No Nordeste do Brasil, a porção de Mata Atlântica ao norte do rio São Francisco, conhecida como Centro de Endemismo de Pernambuco (CEPE) por ser um hotspot de biodiversidade, é a região mais impactada e fragmentada do bioma. A fauna de mamíferos de médio porte é pouco conhecida nessa região, a despeito do seu papel ecológico como espécies-chave na estruturação das comunidades biológicas, especialmente na ausência de grandes predadores. Com os processos de antropização e a expansão de áreas urbanizadas próximas aos ambientes naturais, ocorre o aumento da população de mamíferos domésticos, cães e gatos, que acabam afetando diretamente os mamíferos silvestres por competição, predação ou transmissão de parasitos. Este trabalho objetivou analisar a estrutura das comunidades de mamíferos de médio porte por meio da composição de espécies, riqueza e diversidade, em três Unidades de Conservação de Mata Atlântica no estado da Paraíba. Ainda, avaliamos a presença de cães domésticos como espécie invasora, estimando sua abundância, densidade, padrão de uso do espaço e período de atividade. O estudo foi realizado na Reserva Biológica Guaribas e duas Reservas Particulares do Patrimônio Natural (RPPN) Fazenda Pacatuba e Engenho Gargaú. Para tanto, utilizamos armadilhas fotográficas espalhadas em grids com intervalo
de 1km2. Obtivemos 642 registros de mamíferos silvestres pertencentes à 14 espécies e 86 registros de cães e gatos domésticos. A ordem mais representativa foi a Carnivora, e as espécies mais frequentes foram Dasyprocta iacki (n= 255; 35%), Didelphis albiventris (n= 184; 25%) e Dasypus novemcinctus (n=60; 8%).
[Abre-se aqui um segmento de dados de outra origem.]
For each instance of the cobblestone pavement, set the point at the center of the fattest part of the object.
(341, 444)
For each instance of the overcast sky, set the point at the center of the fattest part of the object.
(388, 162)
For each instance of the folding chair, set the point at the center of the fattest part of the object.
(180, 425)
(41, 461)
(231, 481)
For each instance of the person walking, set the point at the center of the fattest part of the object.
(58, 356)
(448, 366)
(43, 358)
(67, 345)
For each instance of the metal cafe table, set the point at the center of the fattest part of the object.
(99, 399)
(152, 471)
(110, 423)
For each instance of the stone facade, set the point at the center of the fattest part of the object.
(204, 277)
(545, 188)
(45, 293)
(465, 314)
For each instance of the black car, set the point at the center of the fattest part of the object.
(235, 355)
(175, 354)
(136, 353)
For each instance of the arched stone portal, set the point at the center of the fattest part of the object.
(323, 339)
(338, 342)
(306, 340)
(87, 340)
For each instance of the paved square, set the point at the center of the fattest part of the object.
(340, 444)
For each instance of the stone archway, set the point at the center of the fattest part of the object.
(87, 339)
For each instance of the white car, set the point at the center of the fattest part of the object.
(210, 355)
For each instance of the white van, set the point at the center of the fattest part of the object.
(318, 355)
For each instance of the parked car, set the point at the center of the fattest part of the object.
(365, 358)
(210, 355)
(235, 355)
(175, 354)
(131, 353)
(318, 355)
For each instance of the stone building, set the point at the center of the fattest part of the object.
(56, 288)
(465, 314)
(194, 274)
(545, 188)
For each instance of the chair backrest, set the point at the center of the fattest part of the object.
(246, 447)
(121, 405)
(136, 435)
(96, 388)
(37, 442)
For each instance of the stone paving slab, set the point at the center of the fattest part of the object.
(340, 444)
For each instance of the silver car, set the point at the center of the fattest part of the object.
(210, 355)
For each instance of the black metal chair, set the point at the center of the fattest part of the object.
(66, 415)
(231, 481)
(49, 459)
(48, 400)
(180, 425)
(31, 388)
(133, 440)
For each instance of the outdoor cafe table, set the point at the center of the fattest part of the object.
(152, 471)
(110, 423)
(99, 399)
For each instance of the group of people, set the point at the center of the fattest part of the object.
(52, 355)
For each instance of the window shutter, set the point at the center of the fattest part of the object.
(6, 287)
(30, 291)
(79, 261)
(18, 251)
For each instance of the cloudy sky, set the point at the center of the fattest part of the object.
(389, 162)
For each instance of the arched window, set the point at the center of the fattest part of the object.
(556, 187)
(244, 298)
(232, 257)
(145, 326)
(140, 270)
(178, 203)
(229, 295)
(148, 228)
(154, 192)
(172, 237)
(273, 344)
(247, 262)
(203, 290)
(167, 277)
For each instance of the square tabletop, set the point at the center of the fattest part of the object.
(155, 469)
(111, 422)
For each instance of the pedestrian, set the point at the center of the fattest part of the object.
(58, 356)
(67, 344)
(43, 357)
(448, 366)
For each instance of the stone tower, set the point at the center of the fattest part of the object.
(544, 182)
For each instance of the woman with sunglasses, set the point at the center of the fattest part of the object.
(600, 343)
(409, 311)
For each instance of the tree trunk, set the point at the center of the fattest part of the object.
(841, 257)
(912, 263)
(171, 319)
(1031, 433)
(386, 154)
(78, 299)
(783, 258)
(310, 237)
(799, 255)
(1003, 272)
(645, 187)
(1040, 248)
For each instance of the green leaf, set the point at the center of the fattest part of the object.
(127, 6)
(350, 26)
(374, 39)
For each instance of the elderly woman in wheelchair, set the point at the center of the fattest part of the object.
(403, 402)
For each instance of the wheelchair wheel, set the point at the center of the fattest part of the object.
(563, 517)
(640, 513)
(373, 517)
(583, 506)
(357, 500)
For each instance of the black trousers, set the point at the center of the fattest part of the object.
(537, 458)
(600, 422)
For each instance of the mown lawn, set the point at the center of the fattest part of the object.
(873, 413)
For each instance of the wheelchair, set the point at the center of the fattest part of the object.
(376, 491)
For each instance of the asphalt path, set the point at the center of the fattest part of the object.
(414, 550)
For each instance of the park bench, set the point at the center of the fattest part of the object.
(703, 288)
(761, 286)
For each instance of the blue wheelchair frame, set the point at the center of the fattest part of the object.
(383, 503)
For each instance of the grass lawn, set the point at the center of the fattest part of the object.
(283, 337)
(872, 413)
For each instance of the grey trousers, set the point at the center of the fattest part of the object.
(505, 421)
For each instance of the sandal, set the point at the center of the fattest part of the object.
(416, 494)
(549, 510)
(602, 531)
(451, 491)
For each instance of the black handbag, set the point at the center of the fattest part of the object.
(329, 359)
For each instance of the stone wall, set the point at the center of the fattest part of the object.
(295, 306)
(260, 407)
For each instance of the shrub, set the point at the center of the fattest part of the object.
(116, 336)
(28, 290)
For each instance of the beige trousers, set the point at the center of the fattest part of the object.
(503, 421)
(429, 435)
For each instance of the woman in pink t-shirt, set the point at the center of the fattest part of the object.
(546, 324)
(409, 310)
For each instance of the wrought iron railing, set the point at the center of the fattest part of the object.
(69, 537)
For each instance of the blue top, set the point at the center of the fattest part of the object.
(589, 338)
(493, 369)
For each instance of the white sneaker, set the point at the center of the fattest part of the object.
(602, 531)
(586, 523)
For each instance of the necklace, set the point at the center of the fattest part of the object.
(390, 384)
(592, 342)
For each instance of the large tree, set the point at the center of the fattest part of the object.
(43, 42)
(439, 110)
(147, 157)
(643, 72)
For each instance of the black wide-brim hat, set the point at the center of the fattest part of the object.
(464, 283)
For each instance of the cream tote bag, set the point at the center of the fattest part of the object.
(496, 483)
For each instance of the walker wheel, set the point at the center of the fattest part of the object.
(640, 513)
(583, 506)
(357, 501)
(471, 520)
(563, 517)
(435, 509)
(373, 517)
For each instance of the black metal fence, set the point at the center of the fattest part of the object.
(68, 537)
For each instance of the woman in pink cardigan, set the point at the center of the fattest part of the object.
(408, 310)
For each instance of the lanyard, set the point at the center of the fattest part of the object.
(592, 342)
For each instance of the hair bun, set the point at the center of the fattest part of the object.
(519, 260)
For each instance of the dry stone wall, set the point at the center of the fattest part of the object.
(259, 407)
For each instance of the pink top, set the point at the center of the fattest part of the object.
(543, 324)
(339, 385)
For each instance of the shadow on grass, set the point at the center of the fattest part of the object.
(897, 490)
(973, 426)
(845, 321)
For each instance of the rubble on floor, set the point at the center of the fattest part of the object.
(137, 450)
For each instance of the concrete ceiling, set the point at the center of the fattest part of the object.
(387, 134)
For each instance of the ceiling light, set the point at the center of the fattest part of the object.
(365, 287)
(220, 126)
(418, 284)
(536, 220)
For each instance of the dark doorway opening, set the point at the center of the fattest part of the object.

Destacamos a presença de Leopardus pardalis, sendo estes os primeiros registros do animal na área de estudo. Destacamos ainda o registro de Cabassous tatouay, devido ao seu baixo número de registros para a região, possuindo apenas dois espécimes na Coleção de Mamíferos da Universidade Federal da Paraíba, Coendou prehensilis, por ser uma espécie com hábitos e habitat arborícola, bem como os primatas Alouatta belzebul e Sapajus flavius, que estão criticamente ameaçados de extinção. A riqueza de mamíferos silvestres representou a metade do pool de espécies regional, podendo isso estar relacionado a elevada fragmentação e perda de habitat da área, como também pode estar ligada a práticas de caça que ocorrem na região, resultando em processo de defaunação. A alta frequência de
D. albiventris, pode ser um indicativo de áreas perturbadas, bem como a ausência de espécies de carnívoros esperadas para região podem gerar um efeito cascata nas comunidades biológicas. Em relação aos cães domésticos, foram estimadas a abundância e a densidade na Rebio Guaribas SEMA II (n = 90; 3,2 cães/km²) e na RPPN Fazenda
Pacatuba (n=29, 6,2 cães/km²), respectivamente. O horário de atividade dos cães nas UCs teve picos entre 1:00-3:00AM e 5:00-07:00AM, e o padrão de uso foi mais frequente nas bordas na RPPN Faz. Pacatuba, e na Rebio Guaribas, tanto na borda como em suas estradas internas. Os registros de cães domésticos nas UCs são relevantes para a criação de estratégias visando impedir a presença desses animais nas áreas estudadas, tendo em vista que são considerados como espécie invasora que pode trazer efeitos negativos para a fauna local. Ações envolvendo as comunidades do entorno das áreas para o esclarecimento dos problemas de saúde que a interação entre cães e mamíferos silvestres podem causar, como também a realização de censos da população canina concomitantes com estudos epidemiológicos e campanhas de vacinação e castração nos cães das comunidades dos entornos das áreas também devem ser realizadas.